Sir Walter Scott's legacy 'should be recognised'
An academic has called for greater recognition of Walter Scott's legacy as his novel Waverley marks its 200th anniversary.
Prof Alison Lumsden, of the University of Aberdeen, said criticism of Scott over the 'shortbread tin lid' view of Scotland should be put aside.
Academics from around the world will gather in the city this week at a conference to discuss his legacy.
Prof Lumsden said the complexity of Scott's work should be recognised.
She said: "At the time of the publication of Waverley in 1814 Scott was already a best-selling poet and the anonymous Waverley was soon to become a phenomenal success, with sales of the novel outstripping those of all others combined that year.
"But Scott has often been given a bad press for producing a redundant image of Scotland that is based on tartan, stags and romantic Highland scenery.
"This is far from the full picture and the more we read his work and talk about it to those outside Scotland the more we recognise its complexity.
Sir Walter Scott factfile
- Born in Edinburgh, 15 August 1771
- Works included The Lady of the Lake, Waverley, Rob Roy, The Heart of Midlothian and Ivanhoe
- Described as "a born storyteller who could place a large cast of vivid and varied characters in an exciting and turbulent historical setting"
- Died at Abbotsford, 21 September 1832
- Considered a founder of a "virtually new literary form" -the historical novel
- A literary prize is presented in his name annually
Source: Encyclopaedia Britannica
"While some of the many adaptations of Scott offer such cliched stereotypes of Scotland, Scott writes fiction that confronts many of the issues that are relevant for Scotland today and offers surprisingly modern conclusions."

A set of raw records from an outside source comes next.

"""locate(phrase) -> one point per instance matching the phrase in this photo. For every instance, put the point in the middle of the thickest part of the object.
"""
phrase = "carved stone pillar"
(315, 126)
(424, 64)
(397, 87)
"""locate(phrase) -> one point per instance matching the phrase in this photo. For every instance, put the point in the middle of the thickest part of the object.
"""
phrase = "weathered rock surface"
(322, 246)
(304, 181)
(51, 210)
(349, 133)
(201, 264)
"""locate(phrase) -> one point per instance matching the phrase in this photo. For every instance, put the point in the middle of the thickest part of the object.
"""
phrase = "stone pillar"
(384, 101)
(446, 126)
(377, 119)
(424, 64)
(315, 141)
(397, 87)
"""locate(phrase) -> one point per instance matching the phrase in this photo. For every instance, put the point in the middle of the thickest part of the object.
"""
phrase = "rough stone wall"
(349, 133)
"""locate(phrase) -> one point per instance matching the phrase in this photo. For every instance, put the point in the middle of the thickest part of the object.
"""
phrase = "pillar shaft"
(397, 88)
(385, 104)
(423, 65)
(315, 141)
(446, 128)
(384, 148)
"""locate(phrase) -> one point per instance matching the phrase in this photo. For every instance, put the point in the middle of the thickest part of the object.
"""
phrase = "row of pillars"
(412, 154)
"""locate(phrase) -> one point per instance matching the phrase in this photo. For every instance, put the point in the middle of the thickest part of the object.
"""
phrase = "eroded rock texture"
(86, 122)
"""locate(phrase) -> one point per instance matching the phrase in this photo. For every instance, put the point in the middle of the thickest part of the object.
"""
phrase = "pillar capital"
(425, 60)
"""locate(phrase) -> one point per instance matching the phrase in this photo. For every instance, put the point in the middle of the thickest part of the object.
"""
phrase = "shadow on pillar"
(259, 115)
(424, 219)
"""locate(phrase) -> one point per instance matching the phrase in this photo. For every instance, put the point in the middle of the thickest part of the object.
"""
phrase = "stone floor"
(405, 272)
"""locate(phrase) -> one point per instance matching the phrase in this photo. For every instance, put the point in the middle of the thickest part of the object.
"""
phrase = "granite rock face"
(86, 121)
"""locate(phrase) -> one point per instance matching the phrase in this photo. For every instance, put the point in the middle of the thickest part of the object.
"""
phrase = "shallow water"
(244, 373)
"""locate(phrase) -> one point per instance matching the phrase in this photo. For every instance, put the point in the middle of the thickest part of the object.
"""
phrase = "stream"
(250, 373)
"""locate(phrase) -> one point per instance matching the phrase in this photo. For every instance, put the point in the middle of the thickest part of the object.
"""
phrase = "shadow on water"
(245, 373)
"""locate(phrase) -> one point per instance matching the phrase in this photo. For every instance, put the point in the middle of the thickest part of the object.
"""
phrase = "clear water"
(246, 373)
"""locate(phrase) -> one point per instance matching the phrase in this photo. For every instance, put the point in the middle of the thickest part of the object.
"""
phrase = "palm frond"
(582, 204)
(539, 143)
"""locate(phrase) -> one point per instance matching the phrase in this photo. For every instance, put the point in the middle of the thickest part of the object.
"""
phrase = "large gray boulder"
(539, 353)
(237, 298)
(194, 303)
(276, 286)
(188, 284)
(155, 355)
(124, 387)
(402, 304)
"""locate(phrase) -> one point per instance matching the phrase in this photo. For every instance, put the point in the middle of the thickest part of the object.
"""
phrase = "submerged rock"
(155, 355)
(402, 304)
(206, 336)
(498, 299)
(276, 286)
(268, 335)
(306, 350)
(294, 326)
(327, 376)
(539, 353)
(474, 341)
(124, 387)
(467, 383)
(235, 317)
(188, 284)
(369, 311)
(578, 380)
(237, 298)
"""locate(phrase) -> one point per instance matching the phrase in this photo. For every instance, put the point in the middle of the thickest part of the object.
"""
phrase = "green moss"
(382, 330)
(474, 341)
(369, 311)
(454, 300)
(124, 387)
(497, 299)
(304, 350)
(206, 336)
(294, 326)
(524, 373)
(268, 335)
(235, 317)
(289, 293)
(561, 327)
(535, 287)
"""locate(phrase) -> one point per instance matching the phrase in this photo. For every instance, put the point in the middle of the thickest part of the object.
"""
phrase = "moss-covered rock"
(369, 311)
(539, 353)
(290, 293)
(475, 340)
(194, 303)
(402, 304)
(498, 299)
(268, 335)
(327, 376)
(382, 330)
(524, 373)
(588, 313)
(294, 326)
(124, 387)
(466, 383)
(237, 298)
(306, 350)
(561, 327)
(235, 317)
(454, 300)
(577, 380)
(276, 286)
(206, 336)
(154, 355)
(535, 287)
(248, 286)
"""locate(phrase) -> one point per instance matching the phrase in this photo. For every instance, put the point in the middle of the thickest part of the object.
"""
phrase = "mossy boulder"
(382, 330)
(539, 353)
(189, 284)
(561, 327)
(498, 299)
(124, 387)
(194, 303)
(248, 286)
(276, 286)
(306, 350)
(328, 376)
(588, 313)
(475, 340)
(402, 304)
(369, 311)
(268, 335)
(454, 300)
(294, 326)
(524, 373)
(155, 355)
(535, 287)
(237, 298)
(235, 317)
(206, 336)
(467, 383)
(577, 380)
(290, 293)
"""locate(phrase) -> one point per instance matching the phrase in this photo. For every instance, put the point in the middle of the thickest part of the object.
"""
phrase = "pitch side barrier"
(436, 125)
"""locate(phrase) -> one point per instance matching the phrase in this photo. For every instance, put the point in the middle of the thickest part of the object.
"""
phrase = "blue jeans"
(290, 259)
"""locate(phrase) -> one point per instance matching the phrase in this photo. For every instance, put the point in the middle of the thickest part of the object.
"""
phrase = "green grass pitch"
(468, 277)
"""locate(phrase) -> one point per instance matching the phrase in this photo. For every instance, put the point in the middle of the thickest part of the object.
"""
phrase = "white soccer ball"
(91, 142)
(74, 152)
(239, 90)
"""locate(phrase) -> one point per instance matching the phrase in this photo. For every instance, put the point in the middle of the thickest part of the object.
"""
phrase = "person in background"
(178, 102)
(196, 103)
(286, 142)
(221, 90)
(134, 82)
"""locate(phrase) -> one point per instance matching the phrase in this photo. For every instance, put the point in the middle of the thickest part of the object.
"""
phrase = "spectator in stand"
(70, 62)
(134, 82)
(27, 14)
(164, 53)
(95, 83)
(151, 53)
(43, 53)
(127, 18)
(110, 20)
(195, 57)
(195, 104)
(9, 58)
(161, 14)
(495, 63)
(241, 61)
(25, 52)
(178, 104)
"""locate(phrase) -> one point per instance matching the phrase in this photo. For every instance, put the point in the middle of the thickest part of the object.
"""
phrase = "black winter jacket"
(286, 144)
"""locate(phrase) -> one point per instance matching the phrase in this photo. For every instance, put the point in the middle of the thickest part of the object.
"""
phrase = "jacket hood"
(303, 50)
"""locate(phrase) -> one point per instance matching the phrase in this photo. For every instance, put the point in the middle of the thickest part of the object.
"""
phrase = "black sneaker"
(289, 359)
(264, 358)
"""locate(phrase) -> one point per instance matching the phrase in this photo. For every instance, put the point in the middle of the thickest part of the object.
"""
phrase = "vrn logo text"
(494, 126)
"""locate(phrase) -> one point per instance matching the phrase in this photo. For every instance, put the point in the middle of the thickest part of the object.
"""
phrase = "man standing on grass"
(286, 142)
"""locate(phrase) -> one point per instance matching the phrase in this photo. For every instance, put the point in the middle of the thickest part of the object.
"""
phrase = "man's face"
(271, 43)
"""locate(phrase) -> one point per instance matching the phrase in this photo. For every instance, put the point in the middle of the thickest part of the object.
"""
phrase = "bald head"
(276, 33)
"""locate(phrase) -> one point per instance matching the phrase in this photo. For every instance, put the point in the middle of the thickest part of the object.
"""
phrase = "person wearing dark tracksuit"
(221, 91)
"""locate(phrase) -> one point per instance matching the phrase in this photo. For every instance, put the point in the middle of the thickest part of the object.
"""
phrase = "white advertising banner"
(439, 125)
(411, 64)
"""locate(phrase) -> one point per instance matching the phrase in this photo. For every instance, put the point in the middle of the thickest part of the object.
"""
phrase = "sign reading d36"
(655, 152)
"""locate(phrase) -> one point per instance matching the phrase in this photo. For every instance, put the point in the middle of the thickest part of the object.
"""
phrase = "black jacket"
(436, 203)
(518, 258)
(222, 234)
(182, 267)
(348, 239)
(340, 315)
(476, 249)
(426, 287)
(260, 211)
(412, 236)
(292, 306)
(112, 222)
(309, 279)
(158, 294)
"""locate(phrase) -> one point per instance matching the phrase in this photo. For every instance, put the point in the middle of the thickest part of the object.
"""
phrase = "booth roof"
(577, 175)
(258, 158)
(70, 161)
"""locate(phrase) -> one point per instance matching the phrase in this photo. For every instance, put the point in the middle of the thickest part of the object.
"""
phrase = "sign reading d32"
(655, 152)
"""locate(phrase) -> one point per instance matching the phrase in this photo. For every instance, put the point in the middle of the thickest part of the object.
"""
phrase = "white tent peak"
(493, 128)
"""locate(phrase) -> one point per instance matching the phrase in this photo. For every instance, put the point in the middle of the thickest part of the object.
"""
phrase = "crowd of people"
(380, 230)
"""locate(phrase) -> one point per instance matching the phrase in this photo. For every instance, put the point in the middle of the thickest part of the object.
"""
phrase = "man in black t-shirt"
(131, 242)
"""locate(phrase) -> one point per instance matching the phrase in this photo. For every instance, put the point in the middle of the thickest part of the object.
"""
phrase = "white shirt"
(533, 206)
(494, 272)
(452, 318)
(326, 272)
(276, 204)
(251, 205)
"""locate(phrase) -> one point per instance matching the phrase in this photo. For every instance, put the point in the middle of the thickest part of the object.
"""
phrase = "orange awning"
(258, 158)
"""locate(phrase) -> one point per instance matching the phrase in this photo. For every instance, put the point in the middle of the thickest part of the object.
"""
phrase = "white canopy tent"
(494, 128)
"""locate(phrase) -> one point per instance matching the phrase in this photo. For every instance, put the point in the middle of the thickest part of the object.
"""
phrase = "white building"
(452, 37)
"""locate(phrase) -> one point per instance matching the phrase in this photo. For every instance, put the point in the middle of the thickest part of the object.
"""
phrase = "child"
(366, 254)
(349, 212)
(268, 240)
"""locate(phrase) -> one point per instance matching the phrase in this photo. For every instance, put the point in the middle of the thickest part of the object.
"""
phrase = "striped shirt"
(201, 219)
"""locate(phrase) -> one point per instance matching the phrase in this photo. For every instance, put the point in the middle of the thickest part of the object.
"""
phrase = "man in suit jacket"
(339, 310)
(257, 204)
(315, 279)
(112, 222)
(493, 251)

Prof Lumsden has been part of a team, led by Professor David Hewitt, also from the University of Aberdeen, which has spent almost three decades restoring Scott's work to produce the Edinburgh Edition of the Waverley Novels.
She says this edition has identified and eliminated many of the errors made by printers - but frequently attributed to Scott himself.
She suggested those errors may have arisen as printers rushed to meet demand for his work and to decipher his famously "spidery" writing.
"As a result of the speed at which Scott's novels were produced, the printers often misread words and got the punctuation very wrong," she said.
"People used to say he was a sloppy writer but almost every example of poor writing we have come across in the novels involves errors in the production process."
She added: "It is time to put an end to the common belief that Scott was sloppy and slapdash as many of these errors are now recognised as resulting from the printing process."
To mark the bicentenary of Waverley, Prof Lumsden will welcome delegates from around the world to the university's Sir Duncan Rice Library, which houses one of the best collections of print materials related to Scott anywhere in the world.
They will use the collection, which contains not only all of Scott's works but also comic books, dramas and other items derived from Scott, to re-examine his output and the legacies he has left to modern Scotland.